While the network is vulnerable to the "51% attack", its result will be an immediate, catastrophic and permanent crash of the bitcoin economy. All of the investment in hardware that let whoever did it achieve the 51% hashpower will be irrevocably lost - as they will be able to dominate the market for a worthless resource, compromised bitcoin being deprived of any value.

The big players understand it and willingly give up a part of their hashing power, simply to keep Bitcoin strong, reliable, and desired - keeping the prices up. That way they produce less but earn more simply because that unit is more valuable.

In other words, it is in best interest of anyone producing or owning a lot of bitcoin to keep the bitcoin network running smoothly = keep value of bitcoins they produce/have high. Bitcoin is a network of trust; break that trust and it loses all value.

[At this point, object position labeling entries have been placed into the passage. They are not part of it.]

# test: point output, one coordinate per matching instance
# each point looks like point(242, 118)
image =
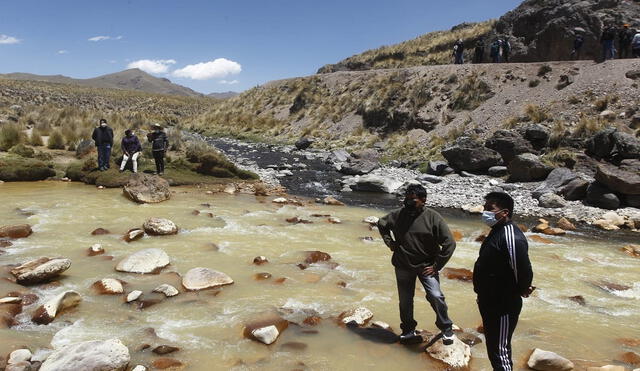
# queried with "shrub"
point(56, 140)
point(10, 135)
point(22, 151)
point(36, 138)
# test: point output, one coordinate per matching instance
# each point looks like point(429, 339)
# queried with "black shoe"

Such an attack would be possible e.g. by a financial institution with a grudge against Bitcoin, or some government. It would be costly but its only returns would be in whatever profit destroying bitcoin entirely would bring. Any immediate profits of corrupting the transaction process would be relatively small, and very short-lived compared to the damages (including own hardware becoming worthless) - so it is in best interest of anyone holding any power capable of doing it not to do it - a powerful economic incentive against this.